An interlinear gloss shows each word broken down with its morphemes, their meanings, and a translation. It's the standard format linguists use.

talossa house-INE
asuu live-3SG
kissa cat
"The cat lives in the house"

Leipzig Glossing Rules

The Leipzig Glossing Rules are the standard conventions. Key principles:

  • Morpheme boundaries marked with hyphens: walk-ed
  • Grammatical categories in SMALL CAPS: walk-PST
  • Fused meanings joined with dots: 3SG.PRES
  • Standard abbreviations for common categories

Common Abbreviations

AbbrevMeaningAbbrevMeaning
1, 2, 3PersonSG, PL, DUNumber
NOMNominativeACCAccusative
DATDativeGENGenitive
PSTPastPRSPresent
FUTFuturePROGProgressive
PFVPerfectiveIPFVImperfective
NEGNegationQQuestion
DEFDefiniteINDEFIndefinite
M, F, NGenderCAUSCausative

Using the Texts Page

  1. Create a new text with a title and optional source
  2. Enter the original text in your conlang
  3. Add a free translation
  4. Add interlinear lines for detailed glossing
  5. Export to LaTeX or HTML for sharing

Translation Exercises

Good texts to start with:

  • The North Wind and the Sun — classic linguistics text
  • Tower of Babel — shows off different grammatical features
  • Simple dialogues — greetings, introductions
  • Your own stories — most satisfying!

Tools

Conlanger includes several tools to help you build and analyze your language.

Word Generator

Automatically creates words following your phonotactic rules.

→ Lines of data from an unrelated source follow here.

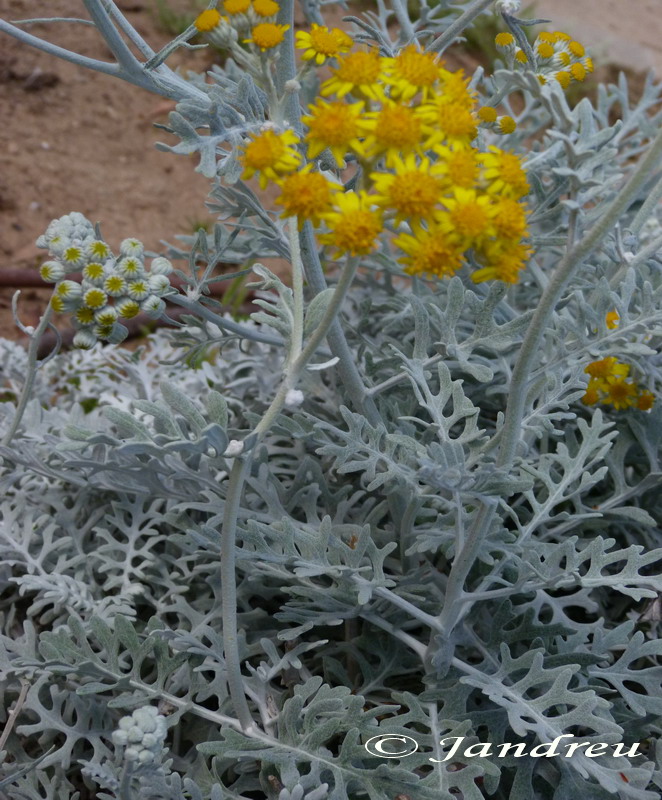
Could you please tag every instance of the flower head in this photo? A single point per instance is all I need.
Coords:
(271, 155)
(411, 72)
(208, 20)
(358, 73)
(267, 35)
(336, 126)
(413, 192)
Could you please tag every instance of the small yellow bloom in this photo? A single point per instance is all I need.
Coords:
(321, 43)
(506, 124)
(336, 126)
(504, 173)
(609, 367)
(267, 35)
(429, 253)
(208, 20)
(564, 78)
(459, 164)
(271, 155)
(578, 71)
(265, 8)
(395, 130)
(358, 73)
(413, 192)
(306, 195)
(620, 393)
(353, 225)
(411, 72)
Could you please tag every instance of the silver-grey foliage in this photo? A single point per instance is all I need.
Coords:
(391, 570)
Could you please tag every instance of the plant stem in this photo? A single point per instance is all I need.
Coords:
(31, 372)
(550, 297)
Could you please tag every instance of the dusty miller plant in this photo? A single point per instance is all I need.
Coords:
(386, 504)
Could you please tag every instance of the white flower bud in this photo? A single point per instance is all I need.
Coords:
(161, 266)
(158, 284)
(52, 271)
(132, 247)
(85, 340)
(153, 306)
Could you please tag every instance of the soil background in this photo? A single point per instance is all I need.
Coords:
(76, 140)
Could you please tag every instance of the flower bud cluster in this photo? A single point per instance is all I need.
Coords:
(112, 288)
(558, 57)
(142, 734)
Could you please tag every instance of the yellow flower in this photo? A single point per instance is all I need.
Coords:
(233, 7)
(413, 192)
(336, 126)
(411, 72)
(612, 319)
(394, 130)
(504, 172)
(322, 43)
(429, 252)
(265, 8)
(592, 395)
(353, 225)
(358, 73)
(620, 393)
(208, 20)
(510, 218)
(449, 121)
(564, 78)
(469, 216)
(609, 367)
(306, 195)
(267, 35)
(270, 154)
(578, 71)
(645, 400)
(503, 261)
(459, 164)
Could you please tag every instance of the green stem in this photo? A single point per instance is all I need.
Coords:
(453, 31)
(235, 488)
(30, 375)
(550, 297)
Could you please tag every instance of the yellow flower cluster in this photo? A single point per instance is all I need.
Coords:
(256, 15)
(609, 384)
(410, 125)
(558, 57)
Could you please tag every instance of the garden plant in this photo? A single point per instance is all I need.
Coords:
(394, 535)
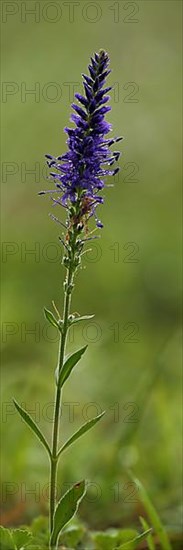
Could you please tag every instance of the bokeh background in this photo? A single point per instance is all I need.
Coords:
(130, 278)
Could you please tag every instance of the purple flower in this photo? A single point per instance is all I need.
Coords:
(80, 172)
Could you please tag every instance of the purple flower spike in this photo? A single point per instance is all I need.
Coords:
(88, 159)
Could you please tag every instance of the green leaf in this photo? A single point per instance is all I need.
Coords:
(82, 430)
(50, 317)
(69, 365)
(21, 538)
(66, 508)
(132, 544)
(73, 319)
(104, 541)
(6, 539)
(27, 418)
(153, 516)
(150, 541)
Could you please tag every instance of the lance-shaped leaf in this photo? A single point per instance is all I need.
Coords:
(66, 508)
(27, 418)
(69, 365)
(51, 319)
(153, 515)
(132, 544)
(84, 428)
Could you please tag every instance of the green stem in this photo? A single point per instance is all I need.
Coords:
(54, 459)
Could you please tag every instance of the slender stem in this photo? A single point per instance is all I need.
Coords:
(54, 459)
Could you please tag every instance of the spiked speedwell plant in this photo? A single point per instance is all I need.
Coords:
(78, 175)
(79, 179)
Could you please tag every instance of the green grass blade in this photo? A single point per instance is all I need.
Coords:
(153, 516)
(150, 541)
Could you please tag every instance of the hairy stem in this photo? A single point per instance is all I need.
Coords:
(54, 459)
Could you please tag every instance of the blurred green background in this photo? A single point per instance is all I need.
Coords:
(130, 279)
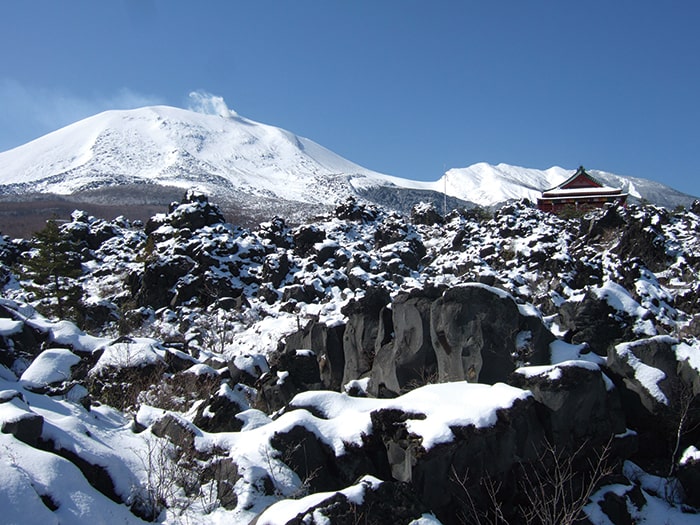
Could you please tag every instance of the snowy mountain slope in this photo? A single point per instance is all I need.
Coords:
(488, 185)
(176, 147)
(235, 159)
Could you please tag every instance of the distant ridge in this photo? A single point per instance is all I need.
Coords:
(141, 157)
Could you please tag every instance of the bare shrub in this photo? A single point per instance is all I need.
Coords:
(552, 491)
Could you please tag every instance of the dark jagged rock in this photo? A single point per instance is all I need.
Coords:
(305, 237)
(689, 476)
(218, 413)
(576, 406)
(179, 432)
(381, 503)
(361, 331)
(594, 322)
(293, 372)
(654, 353)
(473, 331)
(351, 210)
(327, 343)
(26, 426)
(441, 475)
(407, 359)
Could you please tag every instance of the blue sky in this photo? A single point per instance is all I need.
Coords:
(404, 87)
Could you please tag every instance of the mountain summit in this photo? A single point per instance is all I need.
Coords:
(118, 154)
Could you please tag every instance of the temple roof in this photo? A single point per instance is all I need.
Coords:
(580, 183)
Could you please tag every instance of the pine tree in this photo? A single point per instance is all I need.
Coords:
(52, 268)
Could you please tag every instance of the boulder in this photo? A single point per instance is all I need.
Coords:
(575, 404)
(473, 329)
(594, 322)
(360, 335)
(293, 371)
(218, 413)
(327, 343)
(407, 359)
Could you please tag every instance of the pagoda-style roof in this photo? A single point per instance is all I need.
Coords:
(580, 191)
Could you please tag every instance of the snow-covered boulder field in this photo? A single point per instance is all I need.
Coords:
(509, 367)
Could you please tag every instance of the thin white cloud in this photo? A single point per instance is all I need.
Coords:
(204, 102)
(27, 112)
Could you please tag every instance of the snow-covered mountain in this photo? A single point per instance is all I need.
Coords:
(238, 160)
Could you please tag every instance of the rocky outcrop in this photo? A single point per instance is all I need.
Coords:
(576, 403)
(474, 330)
(408, 358)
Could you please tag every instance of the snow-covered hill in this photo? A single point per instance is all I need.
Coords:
(363, 367)
(238, 160)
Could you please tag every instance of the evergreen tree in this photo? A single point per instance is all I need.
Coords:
(52, 268)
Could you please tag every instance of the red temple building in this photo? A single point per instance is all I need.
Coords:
(580, 192)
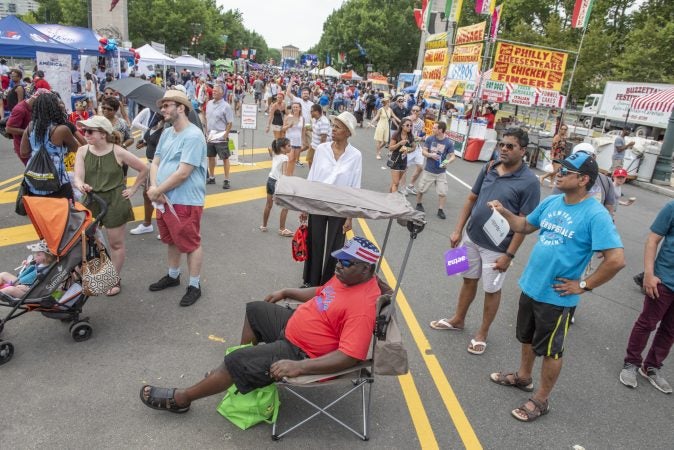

  1. Set minimum and maximum syllable counts
  2. Define syllable structures (CV, CVC, etc.)
  3. Generate words
  4. Select the ones you like and add to lexicon

Sound Change Applier

Apply your sound change rules to words in bulk. Great for:

  • Evolving a proto-language into daughter languages
  • Seeing how words would change over time
  • Testing sound change rules

Paradigm Generator

Enter a word stem and inflection class to see all its forms. Useful for checking that your morphology is consistent.

Minimal Pairs Finder

Finds words in your lexicon that differ by only one sound. Minimal pairs prove that two sounds are distinct phonemes.

Example: Finding minimal pairs for /p/ and /b/:

  • pat ~ bat
  • cap ~ cab

These prove /p/ and /b/ are separate phonemes.

Phonotactic Probability

Analyzes how "natural" a word sounds based on phoneme frequencies in your lexicon. Higher scores mean the word uses common patterns.